Definisi Salaf dan Perkembangannya
Masa nabi Muhammad Saw merupakan poros serta sumber sejarah. Sebab, di masa itulah Islam sebagai sebuah agama muncul untuk menggugah peradaban masyarakat waktu itu. Kalau kita melihat masa umat terdahulu, masa Rosul Saw bisa dikatakan sebagai masa khalaf (baru). Tapi, jika dibanding dengan masa setelahnya, masa Beliau adalah masa salaf (yang sudah lewat).

Salaf berasal dari kata "سلف" yang berarti dahulu. Secara etimologis, kata salaf sepadan dengan kata "قبل" yang artinya segala sesuatu yang sebelum kita. Lawan kata salaf adalah kholaf. Kata salaf kemudian menjadi sebuah terminologi untuk menunjuk pada generasi keemasan Islam. Yaitu tiga generasi yang telah mendapat penyaksian langsung dari Rosulullah Saw sebagai periode ummat yang terbaik. Hal ini terdapat pada salah satu hadis Nabi dari riwayatnya Abdullah bin Mas`ud: "Sebaik-baiknya manusia (khair al-nas) adalah di masaku (qarni), kemudian orang-orang setelahnya, kemudian orang-orang setelahnya…" ( ).

Dari hadis yang dikemukakan di atas, ada beberapa pertanyaan yang muncul. Apa yang dimaksud al-qurun al-tsalatsah (tiga abad) yang oleh Rasulullah disifati dengan al-khairiyyah (terbaik), sebagaimana yang telah disebutkan secara berturut? Apakah al-khairiyyah diperuntukkan bagi seluruh kaum Muslimin (majmu` al-muslimin) yang hidup pada masa itu? Atau, apakah al-khairiyyah itu diperuntukkan bagi personal (al-afrad) dari kaum Muslimin?

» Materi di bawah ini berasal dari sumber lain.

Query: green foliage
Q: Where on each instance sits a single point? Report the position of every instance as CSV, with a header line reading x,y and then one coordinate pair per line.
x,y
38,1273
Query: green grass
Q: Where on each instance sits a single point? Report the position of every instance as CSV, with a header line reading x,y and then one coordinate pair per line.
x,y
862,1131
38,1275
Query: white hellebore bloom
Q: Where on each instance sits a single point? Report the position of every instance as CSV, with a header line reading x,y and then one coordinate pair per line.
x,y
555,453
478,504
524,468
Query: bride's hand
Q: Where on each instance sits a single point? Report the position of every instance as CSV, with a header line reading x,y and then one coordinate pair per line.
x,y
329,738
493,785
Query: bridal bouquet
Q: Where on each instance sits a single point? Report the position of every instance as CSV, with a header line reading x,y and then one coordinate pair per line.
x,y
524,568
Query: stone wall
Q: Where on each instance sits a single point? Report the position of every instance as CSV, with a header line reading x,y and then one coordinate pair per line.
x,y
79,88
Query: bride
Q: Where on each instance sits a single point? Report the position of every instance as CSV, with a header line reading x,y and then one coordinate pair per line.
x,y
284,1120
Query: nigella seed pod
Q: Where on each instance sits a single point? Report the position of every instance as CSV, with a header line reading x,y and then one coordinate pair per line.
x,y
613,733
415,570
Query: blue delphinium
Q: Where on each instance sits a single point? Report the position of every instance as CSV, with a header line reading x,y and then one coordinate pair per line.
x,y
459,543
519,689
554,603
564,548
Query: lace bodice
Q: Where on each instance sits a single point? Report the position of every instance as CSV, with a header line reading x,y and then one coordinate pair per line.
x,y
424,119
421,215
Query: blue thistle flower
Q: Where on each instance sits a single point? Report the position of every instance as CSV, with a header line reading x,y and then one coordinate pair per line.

Dalam hal ini terdapat sebuah perbedaan, mayoritas (Jumhur) ulama memandang bahwa, al-khairiyyah diperuntukkan bagi perorangan (al-afrad) dari kaum Muslimin, walaupun terdapat perbedaan derajat di antara mereka. Sedangkan Ibn Abdulbar (363-463 H) berpendapat bahwa, al-khairiyyah hanya diperuntukkan bagi seluruh kaum Muslimin (majmu` al-muslimin). Menurutnya, al-khairiyyah tidak untuk perorangan. Kalau untuk perorangan digunakan kata afdlal (lebih utama), yang mana di antara mereka ada yang lebih utama dari yang lain.( )

Tidak diragukan Rasulullah menyebut orang-orang yang hidup pada tiga masa itu sebagai umat terbaik (al-khairiyyah), dikarenakan masa kehidupan mereka bagaikan lingakran mata rantai terdekat dengan masa lahirnya kenabian dan risalah Islam. Periode pertama adalah masa para sahabat yang memang mendapat bimbingan secara langsung dari nabi Muhammad Saw. Sehingga aqidah dan akhlak Mereka (Ridhwanullahi ‘alaihim) tertanam kokoh dan bersih dari berbagai macam bentuk bid’ah. Periode kedua adalah masa para tabi`in (pengikut para sahabat Rasul), di mana mereka memperoleh cahaya kenabian melalui para sahabat. Kemudian yang terakhir adalah masa tabi`i al-tabi`in. Periode ini merupakan pemungakas dari abad ‘keemasan’ yang memegang teguh puritas ajaran islam dan terbebas dari penyelewengan internal. Namun kemudian di masa inilah aliran-aliran Islam lahir sebagai reaksi terhadap kenyataan sosial yang 'kurang memuaskan'.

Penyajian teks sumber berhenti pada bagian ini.